C´è un clima nuovo, diverso, tra avversari che lo sono ancora e lo saranno alle prossime elezioni. Il Parlamento può cambiare le regole del gioco. Ci vuole una Camera non elettiva, il Senato delle regioni. Avremo così un´automatica riduzione del numero dei parlamentari. Sono tutti d´accordo. Dario Franceschini propone un patto alle forze politiche che sostengono il governo Monti. «Possiamo fare in 18 mesi quello che non siamo riusciti a fare in 20 anni». Non solo con la cura da cavallo sui conti pubblici. Ma una riforma delle regole fondamentali dello Stato. Questa è la proposta del capogruppo democratico alla Camera.
Prima di tutto: c´è ancora spazio per modificare la manovra in Parlamento secondo le vostre indicazioni?
«L´esecutivo, muovendosi tra vincoli europei e opinioni lontane, ha dovuto costruire una sintesi. Non è espressione del centrosinistra come non lo è del centrodestra. Ma senza snaturare la manovra si può arrivare ad altre correzioni».
Questo è quello che chiede il suo partito a Monti. Cosa si chiede invece ai partiti mentre il governo salva l´Italia?
«C´è un clima diverso. Ci siamo arrivati in una situazione difficile, tra avversari che lo sono ancora e lo saranno alle prossime elezioni. Stiamo insieme solo per affrontare l´emergenza. Ma il lavoro da fare è duplice. Al governo tocca il risanamento, l´economia, la crescita. Il Parlamento invece può utilizzare quest´anno e mezzo per cambiare finalmente le regole istituzionali. Sono due facce della stessa medaglia».

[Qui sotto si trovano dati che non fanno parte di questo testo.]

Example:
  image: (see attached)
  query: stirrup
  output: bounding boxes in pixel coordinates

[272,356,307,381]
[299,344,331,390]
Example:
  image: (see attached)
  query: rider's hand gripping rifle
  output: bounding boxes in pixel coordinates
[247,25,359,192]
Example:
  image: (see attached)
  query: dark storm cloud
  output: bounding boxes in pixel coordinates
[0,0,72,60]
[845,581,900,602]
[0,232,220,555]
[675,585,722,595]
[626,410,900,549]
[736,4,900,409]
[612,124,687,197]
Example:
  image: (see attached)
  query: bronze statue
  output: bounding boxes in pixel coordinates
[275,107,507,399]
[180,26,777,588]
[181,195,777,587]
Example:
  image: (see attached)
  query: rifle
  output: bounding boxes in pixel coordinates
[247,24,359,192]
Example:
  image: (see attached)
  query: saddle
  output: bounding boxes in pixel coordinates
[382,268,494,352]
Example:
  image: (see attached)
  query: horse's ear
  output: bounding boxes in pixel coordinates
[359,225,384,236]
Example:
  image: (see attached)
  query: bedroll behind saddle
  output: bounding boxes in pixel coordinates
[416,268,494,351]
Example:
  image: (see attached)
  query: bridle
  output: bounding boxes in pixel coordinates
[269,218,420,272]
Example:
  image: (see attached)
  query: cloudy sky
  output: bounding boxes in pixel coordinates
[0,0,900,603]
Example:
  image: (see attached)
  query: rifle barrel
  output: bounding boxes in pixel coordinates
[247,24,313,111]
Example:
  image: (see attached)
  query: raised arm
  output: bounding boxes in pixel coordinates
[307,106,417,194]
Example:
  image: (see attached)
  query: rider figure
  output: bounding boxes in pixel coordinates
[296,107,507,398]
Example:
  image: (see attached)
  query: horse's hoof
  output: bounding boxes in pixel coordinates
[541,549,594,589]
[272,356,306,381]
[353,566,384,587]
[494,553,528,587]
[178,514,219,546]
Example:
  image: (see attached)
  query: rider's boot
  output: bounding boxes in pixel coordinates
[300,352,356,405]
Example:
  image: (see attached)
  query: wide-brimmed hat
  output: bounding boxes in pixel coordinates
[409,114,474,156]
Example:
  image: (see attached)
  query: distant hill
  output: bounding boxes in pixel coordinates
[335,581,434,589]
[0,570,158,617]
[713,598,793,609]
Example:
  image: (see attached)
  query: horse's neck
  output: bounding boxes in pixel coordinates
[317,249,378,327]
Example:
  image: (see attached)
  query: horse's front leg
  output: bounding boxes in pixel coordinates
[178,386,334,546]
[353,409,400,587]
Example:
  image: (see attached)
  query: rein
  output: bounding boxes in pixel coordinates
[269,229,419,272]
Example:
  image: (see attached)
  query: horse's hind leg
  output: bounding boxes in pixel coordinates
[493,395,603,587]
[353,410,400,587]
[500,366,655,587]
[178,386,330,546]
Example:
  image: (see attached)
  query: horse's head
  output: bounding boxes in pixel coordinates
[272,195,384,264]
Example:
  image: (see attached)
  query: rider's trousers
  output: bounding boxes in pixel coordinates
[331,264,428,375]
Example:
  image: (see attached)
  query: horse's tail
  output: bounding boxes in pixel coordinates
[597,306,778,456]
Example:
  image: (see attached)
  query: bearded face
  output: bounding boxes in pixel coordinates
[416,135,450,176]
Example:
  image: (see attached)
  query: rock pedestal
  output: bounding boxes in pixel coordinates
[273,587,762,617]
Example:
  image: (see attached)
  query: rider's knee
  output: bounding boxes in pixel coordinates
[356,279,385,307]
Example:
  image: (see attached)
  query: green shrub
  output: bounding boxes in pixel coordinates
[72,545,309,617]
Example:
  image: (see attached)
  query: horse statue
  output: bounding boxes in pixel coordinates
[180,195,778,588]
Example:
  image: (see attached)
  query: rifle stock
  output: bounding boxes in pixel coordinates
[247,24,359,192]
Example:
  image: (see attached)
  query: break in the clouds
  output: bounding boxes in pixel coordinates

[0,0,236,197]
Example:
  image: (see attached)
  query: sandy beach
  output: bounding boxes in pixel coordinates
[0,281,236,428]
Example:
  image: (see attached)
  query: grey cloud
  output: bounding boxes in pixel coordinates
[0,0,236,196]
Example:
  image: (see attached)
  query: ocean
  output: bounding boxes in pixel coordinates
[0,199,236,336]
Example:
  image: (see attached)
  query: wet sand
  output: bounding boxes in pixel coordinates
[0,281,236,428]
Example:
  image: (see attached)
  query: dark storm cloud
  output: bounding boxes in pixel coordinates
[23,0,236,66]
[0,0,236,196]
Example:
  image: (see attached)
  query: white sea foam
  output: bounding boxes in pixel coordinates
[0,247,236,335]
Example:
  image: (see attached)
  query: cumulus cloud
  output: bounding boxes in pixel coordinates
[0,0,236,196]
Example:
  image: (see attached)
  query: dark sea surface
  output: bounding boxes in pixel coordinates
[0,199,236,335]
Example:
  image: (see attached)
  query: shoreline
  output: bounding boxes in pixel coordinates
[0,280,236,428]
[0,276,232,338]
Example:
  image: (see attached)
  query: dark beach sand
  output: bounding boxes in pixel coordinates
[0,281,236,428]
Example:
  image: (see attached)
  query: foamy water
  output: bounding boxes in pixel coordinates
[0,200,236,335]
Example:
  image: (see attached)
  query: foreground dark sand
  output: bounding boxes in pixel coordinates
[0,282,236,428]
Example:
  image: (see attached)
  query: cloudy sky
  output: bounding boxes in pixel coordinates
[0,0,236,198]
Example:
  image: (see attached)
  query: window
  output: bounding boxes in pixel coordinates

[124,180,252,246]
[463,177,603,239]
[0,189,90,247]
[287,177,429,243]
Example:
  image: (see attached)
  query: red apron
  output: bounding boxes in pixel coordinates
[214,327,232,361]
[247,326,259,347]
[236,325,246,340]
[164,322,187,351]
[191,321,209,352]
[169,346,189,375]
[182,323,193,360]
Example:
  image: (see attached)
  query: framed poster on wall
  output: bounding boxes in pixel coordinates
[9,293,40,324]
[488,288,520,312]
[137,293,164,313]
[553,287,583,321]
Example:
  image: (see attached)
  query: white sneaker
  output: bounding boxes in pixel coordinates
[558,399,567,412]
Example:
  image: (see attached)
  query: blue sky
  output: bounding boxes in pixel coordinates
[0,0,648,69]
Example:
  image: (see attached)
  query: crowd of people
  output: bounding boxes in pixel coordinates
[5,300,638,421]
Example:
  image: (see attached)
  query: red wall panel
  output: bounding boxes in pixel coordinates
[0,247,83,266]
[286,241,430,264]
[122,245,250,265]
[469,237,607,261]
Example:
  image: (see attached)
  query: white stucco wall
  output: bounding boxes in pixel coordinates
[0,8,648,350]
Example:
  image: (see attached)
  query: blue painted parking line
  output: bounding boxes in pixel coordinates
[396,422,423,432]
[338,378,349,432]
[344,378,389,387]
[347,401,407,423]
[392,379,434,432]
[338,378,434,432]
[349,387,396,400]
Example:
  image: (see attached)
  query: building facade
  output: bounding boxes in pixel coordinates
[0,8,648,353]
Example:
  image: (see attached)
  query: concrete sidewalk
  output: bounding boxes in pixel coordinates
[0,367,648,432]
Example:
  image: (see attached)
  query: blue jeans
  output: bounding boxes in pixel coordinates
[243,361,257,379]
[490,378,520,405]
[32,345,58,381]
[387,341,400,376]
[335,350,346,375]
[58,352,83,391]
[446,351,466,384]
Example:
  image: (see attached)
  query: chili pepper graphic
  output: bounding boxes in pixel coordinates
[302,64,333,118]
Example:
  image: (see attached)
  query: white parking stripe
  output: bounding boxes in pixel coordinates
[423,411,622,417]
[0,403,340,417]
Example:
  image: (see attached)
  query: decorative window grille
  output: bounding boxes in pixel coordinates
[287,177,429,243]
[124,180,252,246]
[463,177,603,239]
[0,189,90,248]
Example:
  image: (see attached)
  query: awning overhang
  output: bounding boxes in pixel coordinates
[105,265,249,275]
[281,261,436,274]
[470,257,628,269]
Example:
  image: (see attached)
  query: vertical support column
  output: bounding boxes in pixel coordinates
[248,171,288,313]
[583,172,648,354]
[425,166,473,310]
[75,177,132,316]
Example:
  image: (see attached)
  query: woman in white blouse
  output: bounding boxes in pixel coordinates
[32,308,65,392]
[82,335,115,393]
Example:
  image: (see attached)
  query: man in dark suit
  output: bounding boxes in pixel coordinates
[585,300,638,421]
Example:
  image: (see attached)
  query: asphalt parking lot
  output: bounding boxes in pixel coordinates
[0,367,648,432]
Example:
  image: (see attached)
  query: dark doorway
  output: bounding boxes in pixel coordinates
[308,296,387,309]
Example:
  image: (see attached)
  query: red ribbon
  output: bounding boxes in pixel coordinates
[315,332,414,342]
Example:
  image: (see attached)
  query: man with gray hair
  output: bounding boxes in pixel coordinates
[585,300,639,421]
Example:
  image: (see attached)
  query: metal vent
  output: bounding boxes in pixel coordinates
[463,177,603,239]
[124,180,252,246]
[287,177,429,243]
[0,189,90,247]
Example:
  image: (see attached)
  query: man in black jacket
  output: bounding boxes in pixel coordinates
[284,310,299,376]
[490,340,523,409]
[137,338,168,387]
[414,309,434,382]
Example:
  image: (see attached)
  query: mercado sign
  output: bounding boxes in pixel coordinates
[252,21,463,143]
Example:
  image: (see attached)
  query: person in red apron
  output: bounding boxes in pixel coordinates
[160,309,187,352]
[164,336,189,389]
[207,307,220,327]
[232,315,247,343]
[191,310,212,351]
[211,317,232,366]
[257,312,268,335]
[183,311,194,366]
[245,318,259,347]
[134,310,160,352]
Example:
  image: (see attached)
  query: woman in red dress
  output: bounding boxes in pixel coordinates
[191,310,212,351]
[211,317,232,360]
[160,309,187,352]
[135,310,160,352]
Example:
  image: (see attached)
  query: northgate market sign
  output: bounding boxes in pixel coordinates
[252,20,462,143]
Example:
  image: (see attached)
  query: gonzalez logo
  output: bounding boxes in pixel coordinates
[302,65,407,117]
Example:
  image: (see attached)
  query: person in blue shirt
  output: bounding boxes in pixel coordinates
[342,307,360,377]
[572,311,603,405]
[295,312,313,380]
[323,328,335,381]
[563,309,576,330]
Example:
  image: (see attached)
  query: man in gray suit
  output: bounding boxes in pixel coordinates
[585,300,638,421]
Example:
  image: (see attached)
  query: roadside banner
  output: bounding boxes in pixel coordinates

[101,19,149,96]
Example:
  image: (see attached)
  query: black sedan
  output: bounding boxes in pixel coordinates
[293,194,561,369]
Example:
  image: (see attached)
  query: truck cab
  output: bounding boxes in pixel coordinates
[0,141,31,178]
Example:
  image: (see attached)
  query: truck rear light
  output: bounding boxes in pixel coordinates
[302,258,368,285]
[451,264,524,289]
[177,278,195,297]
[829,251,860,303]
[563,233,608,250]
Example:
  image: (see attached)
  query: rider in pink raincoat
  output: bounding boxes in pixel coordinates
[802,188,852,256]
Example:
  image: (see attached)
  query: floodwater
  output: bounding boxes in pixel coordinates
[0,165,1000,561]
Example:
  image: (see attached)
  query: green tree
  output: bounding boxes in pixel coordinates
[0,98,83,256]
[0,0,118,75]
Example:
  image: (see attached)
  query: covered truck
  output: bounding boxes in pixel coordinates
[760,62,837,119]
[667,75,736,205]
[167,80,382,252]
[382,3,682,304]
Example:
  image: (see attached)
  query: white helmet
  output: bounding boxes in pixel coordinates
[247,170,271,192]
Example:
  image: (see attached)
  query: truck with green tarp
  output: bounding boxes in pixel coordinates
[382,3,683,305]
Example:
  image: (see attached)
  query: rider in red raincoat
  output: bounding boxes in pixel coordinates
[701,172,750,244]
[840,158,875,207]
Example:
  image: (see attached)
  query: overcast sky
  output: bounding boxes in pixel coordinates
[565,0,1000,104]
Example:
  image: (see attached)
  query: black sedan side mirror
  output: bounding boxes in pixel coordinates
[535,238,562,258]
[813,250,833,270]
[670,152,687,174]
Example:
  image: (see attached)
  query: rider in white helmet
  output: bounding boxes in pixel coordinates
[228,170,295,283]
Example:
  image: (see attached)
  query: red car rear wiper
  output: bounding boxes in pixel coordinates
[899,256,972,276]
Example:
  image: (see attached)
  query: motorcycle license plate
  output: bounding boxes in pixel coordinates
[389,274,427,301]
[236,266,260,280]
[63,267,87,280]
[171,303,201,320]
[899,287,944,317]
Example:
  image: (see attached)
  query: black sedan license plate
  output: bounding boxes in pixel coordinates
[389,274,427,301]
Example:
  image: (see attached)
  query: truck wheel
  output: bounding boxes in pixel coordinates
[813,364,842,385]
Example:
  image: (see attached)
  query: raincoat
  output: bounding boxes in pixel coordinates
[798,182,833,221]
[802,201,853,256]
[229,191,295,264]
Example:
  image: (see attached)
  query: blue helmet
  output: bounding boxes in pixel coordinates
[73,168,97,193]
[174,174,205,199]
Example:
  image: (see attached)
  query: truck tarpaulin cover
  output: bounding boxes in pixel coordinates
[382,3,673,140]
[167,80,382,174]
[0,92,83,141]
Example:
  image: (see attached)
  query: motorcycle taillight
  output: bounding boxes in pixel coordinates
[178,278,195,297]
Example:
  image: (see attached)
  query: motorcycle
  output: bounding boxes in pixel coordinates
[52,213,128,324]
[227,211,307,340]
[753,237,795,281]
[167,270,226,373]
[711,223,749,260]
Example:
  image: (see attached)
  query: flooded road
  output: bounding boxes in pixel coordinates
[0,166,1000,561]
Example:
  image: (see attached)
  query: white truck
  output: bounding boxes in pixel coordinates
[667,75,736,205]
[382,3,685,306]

Siamo sicuri che questa seconda faccia non danneggi la prima? È già successo in passato: il dibattito sulle riforme ha messo in difficoltà l´esecutivo.
«È vero, i precedenti sono negativi. Ma il quadro era di durissime contrapposizioni. Oggi sosteniamo lo stesso governo».
Vuole cambiare la seconda parte della Costituzione?
«Per arrivare al risultato dobbiamo darci un obiettivo meno ambizioso. Penso a tre modifiche strutturali fondamentali, niente di più ma niente di meno. Un sistema istituzionale lento, distante dai tempi reali della società è il costo della politica più alto pagato dai cittadini. Dobbiamo mettere lo Stato e le istituzioni in grado di funzionare. In modo che chi vince la prossima volta sia poi in grado di governare e di decidere».
Da dove si comincia?
«Dalla modifica radicale dei regolamenti parlamentari che regolano oggi il rapporto tra governo, maggioranza e opposizione secondo uno schema antiquato».
Tutto qua?
«Il secondo punto è la fine del bicameralismo, una materia su cui tutti i partiti hanno un loro progetto di legge. Ci vuole una Camera non elettiva, il Senato delle regioni. Avremo così un´automatica riduzione del numero dei parlamentari. Con i difetti dell´attuale bicameralismo un taglio ai membri delle Camere non servirebbe a molto. Una sola Camera elettiva che dà la fiducia al governo, risolve il problema in sé».
Terza proposta.
«Una nuova legge elettorale. Comunque. Sia che il referendum venga dichiarato ammissibile dalla Consulta sia che venga respinto. Nel primo caso dovremo andare di corsa, nel secondo abbiamo un anno di tempo».
Quale legge elettorale?
«Deve avere due punti fermi. Restituire ai cittadini il diritto di scegliersi gli eletti. Consentire un bipolarismo per scelta e non per costrizione».
Con il maggioritario o con il proporzionale?
«Il bipolarismo si può difendere anche con una legge proporzionale».
Che fa adesso? Presenta la proposta alle commissioni parlamentari?
«Non faccio l´ipocrita. È difficile pensare che un´operazione così ambiziosa si realizzi attraverso il semplice iter nelle commissioni Affari costituzionali. In maniera trasparente, alla luce del sole, occorre un accordo tra i partiti che sanno di essere avversari ma vogliono cogliere l´opportunità».
A quale strumento pensa? Una Bicamerale?
«No. A me interessa registrare se esiste la volontà di tutti i partiti per cambiare le regole. Lo strumento si trova. Una sessione parlamentare ad hoc, un altro appuntamento in aula: vedremo. Non dev´essere una mega riforma, ma un aggiustamento fondamentale dello scheletro istituzionale. Su questo piano dobbiamo dialogare anche con la Lega».
E il governo che fa, sta a guardare?
«Come noi avevamo suggerito, nella squadra di Monti non esiste il ministro delle Riforme. È una scelta che abbiamo apprezzato. Un governo tutto tecnico sa di avere una vocazione precisa. Ma il cambiamento delle regole è affidato al Parlamento».